PFAS: not hydrophobic, but still a problem
So much for the history of the previous halogen compounds. But what’s the situation now with regard to the fluorinated hydrocarbons or PFAS? The above-mentioned PCBs and PBDEs bind strongly with fat. They therefore accumulate in living organisms. PFAS bind less strongly with fat, because they not only have a hydrophobic carbon-fluorine tail, but also contain a polar group, which makes them more water-soluble. Since they are hydrophilic on the polar side and hydrophobic on the other, they acquire particular soap-like properties. Initially, therefore, PFAS were not seen to be a problem. Indeed, thanks to these special properties, there were many new applications for PFAS: they promote the formation of a film around the burning material, so that oxygen is kept away, and they are used in coatings that are water- and stain-repellent. This latter property has made PFAS particularly popular in industry and among consumers. Unfortunately, the special properties of PFAS also make them very mobile in the water cycle and very difficult to remove from water. As a consequence, they spread easily in the (aquatic) environment. In addition, contrary to expectations, it turns out that PFAS also accumulate in higher organisms such as humans; organisms that have mechanisms to recycle other soap-like substances, the phospholipids, and retain them in their bodies, since the phospholipids are important building blocks for (cell) membranes. So it is now the case that low standards have also been set regarding the presence of PFAS in the environment, which is one of the reasons for the PFAS crisis. For the research world, this comes as no surprise, nor should it be a surprise for the industry. So, hopefully, more environmentally-friendly alternatives are already on the shelf.
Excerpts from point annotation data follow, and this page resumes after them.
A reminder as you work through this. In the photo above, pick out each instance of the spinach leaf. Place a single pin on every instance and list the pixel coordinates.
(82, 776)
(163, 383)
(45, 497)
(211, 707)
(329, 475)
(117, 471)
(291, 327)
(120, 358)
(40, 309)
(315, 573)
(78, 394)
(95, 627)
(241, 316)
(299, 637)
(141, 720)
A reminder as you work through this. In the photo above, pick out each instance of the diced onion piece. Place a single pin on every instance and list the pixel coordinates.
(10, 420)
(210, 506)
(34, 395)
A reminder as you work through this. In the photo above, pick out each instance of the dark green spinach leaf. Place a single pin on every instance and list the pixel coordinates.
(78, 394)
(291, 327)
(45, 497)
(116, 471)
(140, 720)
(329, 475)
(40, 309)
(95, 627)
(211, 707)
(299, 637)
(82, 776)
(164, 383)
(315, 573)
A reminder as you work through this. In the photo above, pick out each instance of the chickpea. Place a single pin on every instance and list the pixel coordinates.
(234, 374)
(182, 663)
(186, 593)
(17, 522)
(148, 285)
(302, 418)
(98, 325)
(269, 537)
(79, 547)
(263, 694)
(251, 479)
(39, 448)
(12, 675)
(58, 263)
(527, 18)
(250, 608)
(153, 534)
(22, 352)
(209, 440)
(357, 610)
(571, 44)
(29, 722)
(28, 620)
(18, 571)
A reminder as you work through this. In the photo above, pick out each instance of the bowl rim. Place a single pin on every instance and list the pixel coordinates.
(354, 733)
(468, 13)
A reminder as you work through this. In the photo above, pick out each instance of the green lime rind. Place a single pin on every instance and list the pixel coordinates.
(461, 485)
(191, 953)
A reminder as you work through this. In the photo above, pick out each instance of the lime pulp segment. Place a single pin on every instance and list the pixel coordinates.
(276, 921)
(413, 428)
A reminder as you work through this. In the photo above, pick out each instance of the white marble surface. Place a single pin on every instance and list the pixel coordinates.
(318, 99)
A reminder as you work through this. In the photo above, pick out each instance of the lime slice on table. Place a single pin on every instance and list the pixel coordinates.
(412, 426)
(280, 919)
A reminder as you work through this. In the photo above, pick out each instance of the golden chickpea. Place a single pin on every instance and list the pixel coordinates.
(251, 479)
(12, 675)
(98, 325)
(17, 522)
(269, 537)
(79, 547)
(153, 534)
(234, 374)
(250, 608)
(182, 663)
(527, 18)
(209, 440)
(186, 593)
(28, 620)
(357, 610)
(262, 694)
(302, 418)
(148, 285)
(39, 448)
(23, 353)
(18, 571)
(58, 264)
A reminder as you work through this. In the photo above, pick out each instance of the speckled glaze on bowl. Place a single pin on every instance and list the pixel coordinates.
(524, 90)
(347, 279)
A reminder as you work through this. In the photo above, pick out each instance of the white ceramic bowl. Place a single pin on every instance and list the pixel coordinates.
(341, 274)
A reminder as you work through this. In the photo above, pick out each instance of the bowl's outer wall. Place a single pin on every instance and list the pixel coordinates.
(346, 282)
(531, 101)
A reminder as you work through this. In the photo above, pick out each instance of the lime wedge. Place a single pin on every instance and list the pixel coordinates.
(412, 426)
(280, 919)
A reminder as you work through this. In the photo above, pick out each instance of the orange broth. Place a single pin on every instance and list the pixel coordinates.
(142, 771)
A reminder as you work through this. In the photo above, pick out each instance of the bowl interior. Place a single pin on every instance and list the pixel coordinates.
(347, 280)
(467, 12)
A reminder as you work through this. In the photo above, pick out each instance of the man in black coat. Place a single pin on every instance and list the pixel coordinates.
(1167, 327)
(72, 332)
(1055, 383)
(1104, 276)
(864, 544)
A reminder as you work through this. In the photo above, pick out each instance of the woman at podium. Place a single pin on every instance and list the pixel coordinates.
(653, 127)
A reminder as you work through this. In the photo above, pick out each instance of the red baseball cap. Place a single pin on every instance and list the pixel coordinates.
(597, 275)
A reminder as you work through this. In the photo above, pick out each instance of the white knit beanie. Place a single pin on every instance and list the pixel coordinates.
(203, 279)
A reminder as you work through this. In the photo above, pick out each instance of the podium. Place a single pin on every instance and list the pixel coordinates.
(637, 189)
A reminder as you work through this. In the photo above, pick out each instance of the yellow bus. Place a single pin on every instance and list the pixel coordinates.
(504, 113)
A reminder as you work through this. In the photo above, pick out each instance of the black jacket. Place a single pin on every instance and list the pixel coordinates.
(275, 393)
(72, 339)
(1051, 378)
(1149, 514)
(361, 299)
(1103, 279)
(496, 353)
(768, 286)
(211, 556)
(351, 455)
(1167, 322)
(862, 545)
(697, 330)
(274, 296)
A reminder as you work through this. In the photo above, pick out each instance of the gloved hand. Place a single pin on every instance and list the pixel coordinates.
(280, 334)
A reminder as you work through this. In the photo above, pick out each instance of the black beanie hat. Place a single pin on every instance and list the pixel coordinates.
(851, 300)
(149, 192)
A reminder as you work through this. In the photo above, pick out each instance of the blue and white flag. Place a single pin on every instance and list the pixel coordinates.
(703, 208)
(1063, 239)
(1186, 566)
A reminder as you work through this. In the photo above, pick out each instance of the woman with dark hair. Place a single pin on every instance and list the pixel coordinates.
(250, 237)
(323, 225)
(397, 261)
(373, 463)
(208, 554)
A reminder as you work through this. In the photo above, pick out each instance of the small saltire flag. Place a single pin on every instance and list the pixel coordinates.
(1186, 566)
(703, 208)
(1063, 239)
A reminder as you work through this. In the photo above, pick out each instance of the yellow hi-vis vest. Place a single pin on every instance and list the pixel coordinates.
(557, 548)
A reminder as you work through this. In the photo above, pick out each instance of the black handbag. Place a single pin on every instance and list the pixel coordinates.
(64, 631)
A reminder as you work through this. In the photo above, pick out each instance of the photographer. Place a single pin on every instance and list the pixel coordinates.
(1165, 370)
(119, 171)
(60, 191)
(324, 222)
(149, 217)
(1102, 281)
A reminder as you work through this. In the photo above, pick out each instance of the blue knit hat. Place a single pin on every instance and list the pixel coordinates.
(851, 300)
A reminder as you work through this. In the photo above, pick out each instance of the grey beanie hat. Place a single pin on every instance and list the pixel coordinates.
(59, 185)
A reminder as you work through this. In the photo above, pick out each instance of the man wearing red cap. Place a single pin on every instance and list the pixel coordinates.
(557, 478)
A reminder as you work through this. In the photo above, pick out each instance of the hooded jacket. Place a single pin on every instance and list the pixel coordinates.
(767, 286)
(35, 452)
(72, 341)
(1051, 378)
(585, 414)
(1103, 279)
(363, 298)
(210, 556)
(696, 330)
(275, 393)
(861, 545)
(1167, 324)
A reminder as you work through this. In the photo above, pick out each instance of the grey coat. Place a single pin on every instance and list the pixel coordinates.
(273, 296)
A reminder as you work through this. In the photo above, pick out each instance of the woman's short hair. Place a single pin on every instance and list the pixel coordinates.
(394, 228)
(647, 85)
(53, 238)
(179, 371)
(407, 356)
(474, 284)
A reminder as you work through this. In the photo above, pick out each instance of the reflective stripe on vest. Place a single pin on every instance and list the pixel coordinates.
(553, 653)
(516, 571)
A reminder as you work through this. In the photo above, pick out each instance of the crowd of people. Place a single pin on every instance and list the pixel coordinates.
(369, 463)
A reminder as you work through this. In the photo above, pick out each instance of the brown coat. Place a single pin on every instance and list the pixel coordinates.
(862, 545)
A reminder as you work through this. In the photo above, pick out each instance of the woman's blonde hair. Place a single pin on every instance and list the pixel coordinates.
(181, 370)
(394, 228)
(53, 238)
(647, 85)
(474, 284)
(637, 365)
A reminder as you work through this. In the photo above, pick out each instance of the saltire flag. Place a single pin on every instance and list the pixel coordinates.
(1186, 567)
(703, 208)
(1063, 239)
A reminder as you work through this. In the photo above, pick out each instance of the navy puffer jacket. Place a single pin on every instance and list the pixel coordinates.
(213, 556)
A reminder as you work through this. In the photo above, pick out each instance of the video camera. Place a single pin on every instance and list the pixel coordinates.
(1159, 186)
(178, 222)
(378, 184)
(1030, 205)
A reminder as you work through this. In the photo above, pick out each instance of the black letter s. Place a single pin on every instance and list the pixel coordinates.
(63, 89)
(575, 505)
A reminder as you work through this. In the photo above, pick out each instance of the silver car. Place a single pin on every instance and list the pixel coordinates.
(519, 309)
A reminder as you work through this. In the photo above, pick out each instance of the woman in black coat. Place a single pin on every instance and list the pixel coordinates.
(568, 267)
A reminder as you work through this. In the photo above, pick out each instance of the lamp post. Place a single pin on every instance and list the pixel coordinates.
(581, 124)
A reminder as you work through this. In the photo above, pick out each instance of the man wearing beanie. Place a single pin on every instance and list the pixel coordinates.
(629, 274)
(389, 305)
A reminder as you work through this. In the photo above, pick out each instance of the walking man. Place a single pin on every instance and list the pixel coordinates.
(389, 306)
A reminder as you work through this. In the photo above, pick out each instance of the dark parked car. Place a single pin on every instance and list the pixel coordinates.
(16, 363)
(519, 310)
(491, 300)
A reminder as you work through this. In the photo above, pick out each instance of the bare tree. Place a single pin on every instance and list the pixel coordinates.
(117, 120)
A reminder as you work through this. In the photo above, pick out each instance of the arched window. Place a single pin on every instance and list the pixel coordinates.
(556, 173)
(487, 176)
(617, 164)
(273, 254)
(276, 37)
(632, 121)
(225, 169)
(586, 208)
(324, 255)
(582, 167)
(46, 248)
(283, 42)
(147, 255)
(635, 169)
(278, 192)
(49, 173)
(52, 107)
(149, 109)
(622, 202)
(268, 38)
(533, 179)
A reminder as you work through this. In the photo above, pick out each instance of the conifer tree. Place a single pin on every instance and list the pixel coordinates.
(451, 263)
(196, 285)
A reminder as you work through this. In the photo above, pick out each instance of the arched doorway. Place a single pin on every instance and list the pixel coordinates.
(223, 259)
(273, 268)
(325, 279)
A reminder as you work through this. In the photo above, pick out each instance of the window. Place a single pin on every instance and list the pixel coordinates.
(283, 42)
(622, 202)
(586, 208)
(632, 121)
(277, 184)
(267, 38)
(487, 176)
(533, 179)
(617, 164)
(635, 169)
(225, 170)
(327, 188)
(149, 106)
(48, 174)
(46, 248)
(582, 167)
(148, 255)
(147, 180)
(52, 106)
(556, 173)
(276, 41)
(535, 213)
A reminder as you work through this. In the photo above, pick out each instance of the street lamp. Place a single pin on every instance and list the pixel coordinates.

Reconsidering a toxic relationship
PBCs, PBDEs and PFAS all share a common feature in that they are virtually indestructible. This means that once they end up in the environment, they remain there for a very long time and their volumes accumulate. Industry, government and consumers love the fine and special properties of these substances, but I believe that we must really reconsider our relationship with organic-halogen compounds. It is in fact a toxic relationship. We don’t need to immediately ban these substances from our lives, but we have to ask ourselves whether substances with so many applications in industry and society, which can end up in our environment in so many different ways, should be so extremely persistent. In the environment these organic-halogen compounds have half-lives of centuries, millennia or even much longer. Most of the applications really do not require such levels of indestructibility. The necessary reconsideration of our relationship with organic-halogen compounds like PFAS demands knowledge and expertise from the industry, courage from the government, and adaptability from all of us. Sometimes it takes a crisis for this to be achieved.